Zarzuty dotyczą defraudacji funduszy państwowej spółki Kirowles.

Prokurator oświadczył w piątek, że Nawalny i drugi oskarżony Piotr Oficerow przejęli 16 mln rubli (ok. 270 tys. USD) na niekorzyść tej spółki. Oprócz więzienia w zawieszeniu zażądał ukarania Nawalnego grzywną w wysokości 500 tys. rubli (8,4 tys. USD). Dla Oficerowa zażądał takiej samej grzywny i kary czterech lat w zawieszeniu.

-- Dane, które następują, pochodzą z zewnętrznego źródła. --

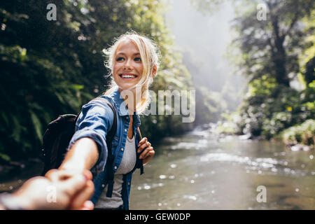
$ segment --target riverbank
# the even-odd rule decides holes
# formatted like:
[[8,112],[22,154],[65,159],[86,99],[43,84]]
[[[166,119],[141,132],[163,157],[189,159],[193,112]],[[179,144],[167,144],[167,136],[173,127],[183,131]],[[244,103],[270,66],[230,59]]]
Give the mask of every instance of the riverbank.
[[271,138],[267,138],[262,134],[260,136],[253,136],[250,133],[243,134],[238,130],[237,125],[230,121],[210,123],[209,128],[211,133],[216,134],[219,136],[233,135],[237,136],[241,140],[281,141],[288,149],[293,151],[308,151],[315,149],[315,120],[312,119],[287,128]]

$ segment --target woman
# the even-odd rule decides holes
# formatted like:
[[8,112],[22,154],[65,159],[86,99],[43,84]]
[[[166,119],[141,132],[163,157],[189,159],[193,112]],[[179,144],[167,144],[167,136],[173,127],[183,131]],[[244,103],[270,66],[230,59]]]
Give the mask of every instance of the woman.
[[105,174],[106,136],[114,118],[108,105],[91,102],[83,106],[70,150],[59,169],[78,172],[91,169],[95,186],[92,201],[95,208],[127,210],[132,173],[136,167],[141,167],[155,154],[146,138],[139,141],[137,128],[140,125],[139,114],[144,112],[149,104],[148,87],[156,75],[158,57],[154,43],[134,32],[120,36],[105,52],[113,80],[111,88],[101,97],[111,103],[117,118],[112,142],[114,183],[111,197],[106,195],[108,185]]

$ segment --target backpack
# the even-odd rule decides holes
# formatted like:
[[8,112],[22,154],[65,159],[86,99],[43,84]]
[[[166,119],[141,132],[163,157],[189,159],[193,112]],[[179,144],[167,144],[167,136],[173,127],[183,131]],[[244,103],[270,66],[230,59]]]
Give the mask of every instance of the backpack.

Prokurator wezwał sąd, by nie kierował się zeszłorocznym orzeczeniem Europejskiego Trybunału Praw Człowieka (ETPCz) w sprawie wyroku z 2013 roku. Europejski trybunał orzekł, że Rosja naruszyła prawo Nawalnego do uczciwego procesu; zarządził wypłacenie mu 56 tys. euro. Po decyzji ETPCz rosyjski Sąd Najwyższy uchylił wyrok z 2013 roku nakazując ponowne rozpatrzenie sprawy przed sądem w Kirowie.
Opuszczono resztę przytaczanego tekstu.